Laura Soucek has been awarded an ERC Consolidator Grant for research into novel Myc inhibitor agents
- The Mouse Models of Cancer Therapy Group at Vall d’Hebron Institute of Oncology (VHIO) embarks upon next phase studies aimed at bringing these inhibitors closer to the clinic
- The primary objective of the research is to find a safe, administrable pharmacological option for Myc inhibitors
Barcelona, January 18, 2013. The European Research Council (ERC) has awarded one of its most sought after grants to recognize scientific excellence to the Mouse Models of Cancer Therapy Group at Vall d’Hebron Institute of Oncology (VHIO) led by Laura Soucek. The “Consolidator Grant”, competitively awarded to researchers with a solid background and an outstanding proposal with clear applicability and future potential, is considered the one of the most prestigious of its kind in Europe. The European grant will help develop new strategies to inhibit Myc, a key protein implicated in the formation of most tumors.

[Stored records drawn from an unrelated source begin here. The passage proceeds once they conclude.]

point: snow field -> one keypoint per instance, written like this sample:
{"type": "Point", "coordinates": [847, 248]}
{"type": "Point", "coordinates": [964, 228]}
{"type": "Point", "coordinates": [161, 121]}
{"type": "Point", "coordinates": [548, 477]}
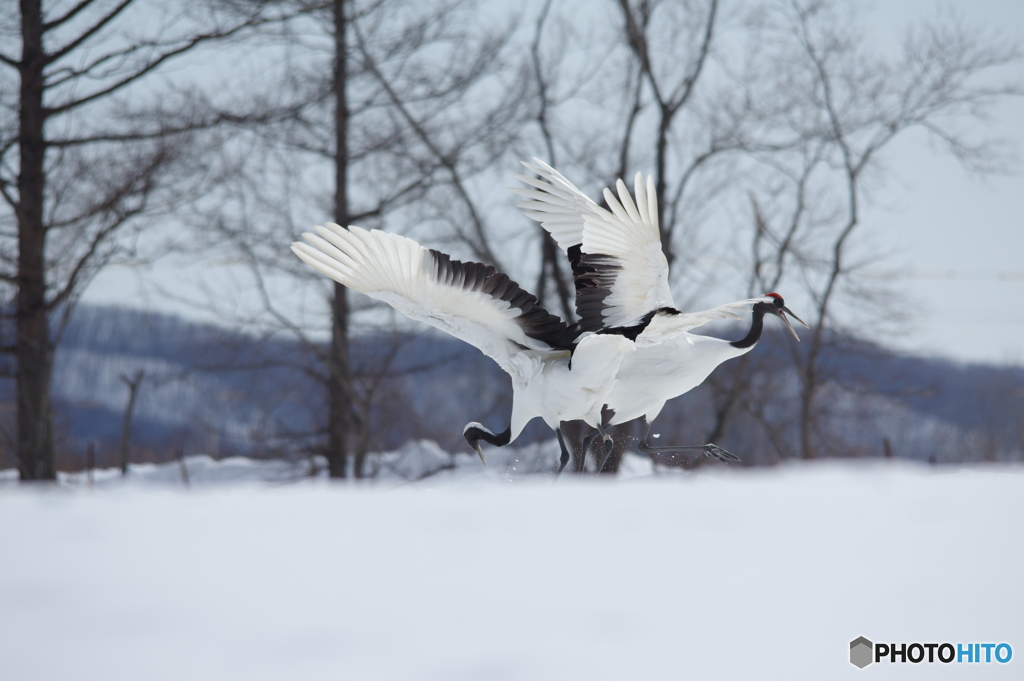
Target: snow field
{"type": "Point", "coordinates": [722, 575]}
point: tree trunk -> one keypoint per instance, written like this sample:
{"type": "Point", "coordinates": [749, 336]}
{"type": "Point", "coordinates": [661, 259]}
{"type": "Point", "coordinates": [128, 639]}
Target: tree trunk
{"type": "Point", "coordinates": [132, 384]}
{"type": "Point", "coordinates": [339, 391]}
{"type": "Point", "coordinates": [34, 351]}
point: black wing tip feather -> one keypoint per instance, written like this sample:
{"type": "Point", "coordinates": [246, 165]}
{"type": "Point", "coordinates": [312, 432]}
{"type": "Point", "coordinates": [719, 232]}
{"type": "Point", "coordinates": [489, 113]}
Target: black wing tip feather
{"type": "Point", "coordinates": [594, 275]}
{"type": "Point", "coordinates": [537, 323]}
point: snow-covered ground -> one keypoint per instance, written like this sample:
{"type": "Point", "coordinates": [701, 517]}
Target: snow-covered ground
{"type": "Point", "coordinates": [726, 573]}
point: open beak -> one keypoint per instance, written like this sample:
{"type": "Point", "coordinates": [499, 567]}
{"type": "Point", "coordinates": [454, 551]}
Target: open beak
{"type": "Point", "coordinates": [782, 315]}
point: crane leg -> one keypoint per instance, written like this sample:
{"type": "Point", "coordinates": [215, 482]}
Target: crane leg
{"type": "Point", "coordinates": [710, 450]}
{"type": "Point", "coordinates": [583, 451]}
{"type": "Point", "coordinates": [565, 452]}
{"type": "Point", "coordinates": [609, 444]}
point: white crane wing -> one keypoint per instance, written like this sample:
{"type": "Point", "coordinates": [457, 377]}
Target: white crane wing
{"type": "Point", "coordinates": [469, 300]}
{"type": "Point", "coordinates": [620, 269]}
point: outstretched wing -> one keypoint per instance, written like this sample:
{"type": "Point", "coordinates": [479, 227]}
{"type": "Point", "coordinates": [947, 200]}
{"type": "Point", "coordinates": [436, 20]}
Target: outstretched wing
{"type": "Point", "coordinates": [471, 301]}
{"type": "Point", "coordinates": [619, 266]}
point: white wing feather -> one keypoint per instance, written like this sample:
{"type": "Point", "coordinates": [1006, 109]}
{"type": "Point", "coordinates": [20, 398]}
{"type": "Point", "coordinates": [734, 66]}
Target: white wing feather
{"type": "Point", "coordinates": [628, 232]}
{"type": "Point", "coordinates": [394, 269]}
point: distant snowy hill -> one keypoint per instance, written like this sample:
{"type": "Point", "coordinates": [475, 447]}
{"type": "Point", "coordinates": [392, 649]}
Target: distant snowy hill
{"type": "Point", "coordinates": [208, 390]}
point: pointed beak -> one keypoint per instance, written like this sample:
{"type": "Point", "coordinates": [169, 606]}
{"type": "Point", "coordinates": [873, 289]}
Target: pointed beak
{"type": "Point", "coordinates": [782, 315]}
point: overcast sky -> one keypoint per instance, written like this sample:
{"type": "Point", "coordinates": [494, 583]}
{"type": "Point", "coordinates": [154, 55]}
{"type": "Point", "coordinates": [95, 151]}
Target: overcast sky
{"type": "Point", "coordinates": [955, 242]}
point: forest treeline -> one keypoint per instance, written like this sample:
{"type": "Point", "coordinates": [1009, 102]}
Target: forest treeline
{"type": "Point", "coordinates": [216, 131]}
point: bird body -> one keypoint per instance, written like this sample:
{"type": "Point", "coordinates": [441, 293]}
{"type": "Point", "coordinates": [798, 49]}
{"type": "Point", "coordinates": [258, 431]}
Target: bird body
{"type": "Point", "coordinates": [667, 363]}
{"type": "Point", "coordinates": [622, 281]}
{"type": "Point", "coordinates": [555, 375]}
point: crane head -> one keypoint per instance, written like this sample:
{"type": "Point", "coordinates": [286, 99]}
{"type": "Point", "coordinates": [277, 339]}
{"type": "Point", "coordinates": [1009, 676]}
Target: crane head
{"type": "Point", "coordinates": [776, 305]}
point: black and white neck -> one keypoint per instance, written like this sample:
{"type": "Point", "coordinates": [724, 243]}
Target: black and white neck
{"type": "Point", "coordinates": [757, 326]}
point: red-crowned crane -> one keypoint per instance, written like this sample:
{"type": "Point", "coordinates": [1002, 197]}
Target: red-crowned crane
{"type": "Point", "coordinates": [485, 308]}
{"type": "Point", "coordinates": [622, 281]}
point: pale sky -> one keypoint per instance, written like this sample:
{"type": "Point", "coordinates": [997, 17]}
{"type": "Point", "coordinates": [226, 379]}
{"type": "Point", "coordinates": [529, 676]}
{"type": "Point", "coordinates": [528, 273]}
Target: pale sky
{"type": "Point", "coordinates": [956, 241]}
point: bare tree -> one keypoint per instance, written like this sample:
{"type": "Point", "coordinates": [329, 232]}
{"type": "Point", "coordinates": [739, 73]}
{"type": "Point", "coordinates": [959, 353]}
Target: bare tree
{"type": "Point", "coordinates": [843, 105]}
{"type": "Point", "coordinates": [401, 127]}
{"type": "Point", "coordinates": [80, 166]}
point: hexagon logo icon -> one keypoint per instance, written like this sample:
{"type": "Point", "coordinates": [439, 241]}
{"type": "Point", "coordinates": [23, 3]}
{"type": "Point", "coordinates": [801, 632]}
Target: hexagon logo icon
{"type": "Point", "coordinates": [861, 652]}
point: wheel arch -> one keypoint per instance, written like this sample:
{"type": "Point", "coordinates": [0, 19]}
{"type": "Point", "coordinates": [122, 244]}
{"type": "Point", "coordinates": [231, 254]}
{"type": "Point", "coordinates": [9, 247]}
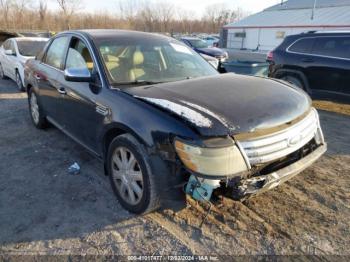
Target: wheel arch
{"type": "Point", "coordinates": [112, 131]}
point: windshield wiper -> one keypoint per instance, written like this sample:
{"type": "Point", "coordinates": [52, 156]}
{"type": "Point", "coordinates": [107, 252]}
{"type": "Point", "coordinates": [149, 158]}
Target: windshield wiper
{"type": "Point", "coordinates": [138, 82]}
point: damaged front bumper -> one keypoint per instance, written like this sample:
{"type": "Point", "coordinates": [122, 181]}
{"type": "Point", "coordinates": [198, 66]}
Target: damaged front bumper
{"type": "Point", "coordinates": [260, 184]}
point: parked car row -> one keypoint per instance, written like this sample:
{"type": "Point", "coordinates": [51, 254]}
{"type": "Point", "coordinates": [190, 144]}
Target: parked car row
{"type": "Point", "coordinates": [160, 117]}
{"type": "Point", "coordinates": [317, 62]}
{"type": "Point", "coordinates": [14, 53]}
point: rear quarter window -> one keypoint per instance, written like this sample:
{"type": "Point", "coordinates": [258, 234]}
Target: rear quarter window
{"type": "Point", "coordinates": [332, 46]}
{"type": "Point", "coordinates": [302, 46]}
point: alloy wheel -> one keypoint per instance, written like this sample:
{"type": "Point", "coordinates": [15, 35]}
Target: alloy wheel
{"type": "Point", "coordinates": [127, 175]}
{"type": "Point", "coordinates": [34, 108]}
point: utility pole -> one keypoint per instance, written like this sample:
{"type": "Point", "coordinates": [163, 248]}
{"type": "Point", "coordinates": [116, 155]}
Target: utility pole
{"type": "Point", "coordinates": [313, 10]}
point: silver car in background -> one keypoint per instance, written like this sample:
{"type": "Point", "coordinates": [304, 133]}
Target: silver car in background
{"type": "Point", "coordinates": [14, 53]}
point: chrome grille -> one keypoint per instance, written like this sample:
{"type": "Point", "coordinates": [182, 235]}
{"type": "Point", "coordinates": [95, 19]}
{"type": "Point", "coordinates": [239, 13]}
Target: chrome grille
{"type": "Point", "coordinates": [272, 147]}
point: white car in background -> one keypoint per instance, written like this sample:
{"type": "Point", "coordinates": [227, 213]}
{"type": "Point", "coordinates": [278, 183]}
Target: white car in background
{"type": "Point", "coordinates": [14, 53]}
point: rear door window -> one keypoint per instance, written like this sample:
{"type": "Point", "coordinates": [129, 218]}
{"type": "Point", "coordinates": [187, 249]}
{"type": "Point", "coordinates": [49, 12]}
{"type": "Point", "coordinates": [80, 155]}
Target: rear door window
{"type": "Point", "coordinates": [79, 56]}
{"type": "Point", "coordinates": [302, 46]}
{"type": "Point", "coordinates": [56, 53]}
{"type": "Point", "coordinates": [332, 46]}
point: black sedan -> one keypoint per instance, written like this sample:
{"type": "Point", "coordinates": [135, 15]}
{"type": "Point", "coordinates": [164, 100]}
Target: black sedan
{"type": "Point", "coordinates": [163, 120]}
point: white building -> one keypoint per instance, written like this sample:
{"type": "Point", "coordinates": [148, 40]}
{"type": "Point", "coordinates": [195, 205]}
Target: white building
{"type": "Point", "coordinates": [265, 30]}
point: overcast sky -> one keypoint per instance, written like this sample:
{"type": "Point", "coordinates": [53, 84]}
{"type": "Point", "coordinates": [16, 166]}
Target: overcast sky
{"type": "Point", "coordinates": [195, 6]}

The grant, amounting to €1,700,000, will significantly facilitate the group´s ongoing research by guaranteeing Laura and her team to continue with this line of investigation for a period of 5 years. In addition, it further endorses Soucek as Principal Investigator and her high scientific standing at European level. “The ERC experts have judged our work as a high-risk gamble but have positively evaluated the project´s potential for potentiating and further advancing treatment for patients. While the panel considered it to be a difficult challenge, they also viewed that our research could make a real difference to clinical practice,” Soucek states. “We have been working with Myc for a long time now because we and VHIO believe it to be one of the areas that could open new avenues in the fight against cancer. We are honored to have received this grant in recognition of our group’s collective efforts and talent,” Soucek continues.
Myc inhibitors: A project with great applicability and future
The Myc protein plays an important role in the cell since it regulates the expression of 15% of human genes involved in the processes of proliferation, cell differentiation and apoptosis. When mutated or deregulated, Myc induces uncontrolled cell proliferation and this can lead to the development of cancer. Indeed, Myc expression is found to be altered in most cancers, such as cervical, breast, colon, lung and stomach cancers, and is often associated with poor prognosis.
VHIO´s Mouse Models of Cancer Therapy Group, led by Soucek, recently revealed that Myc inhibition has a significant therapeutic impact in mouse models of lung, pancreas and skin cancer, and that side effects are mild, well tolerated and reversible. Moreover, unlike other anti-tumor targets that are often dispensable for cancer cells since they can be substituted by other functions, Myc is irreplaceable, meaning that the cancer is unable to develop resistance to Myc inhibition. Until now, these remarkable results have been achieved using gene therapy to activate the transcription of Omomyc, a protein that sequesters Myc and prevents it from activating genes involved in tumor formation.
Thanks to the support received through the ERC Consolidator Grant, the group will now focus on applying this and other similar inhibitors to the clinical setting. The primary objective of this project, at preclinical level, is to identify a molecule that can penetrate the nucleus of the cell and block Myc action. “Our challenge for the future is to find a way to inhibit Myc that is pharmacologically viable, can be administered and is safe,” Soucek explains.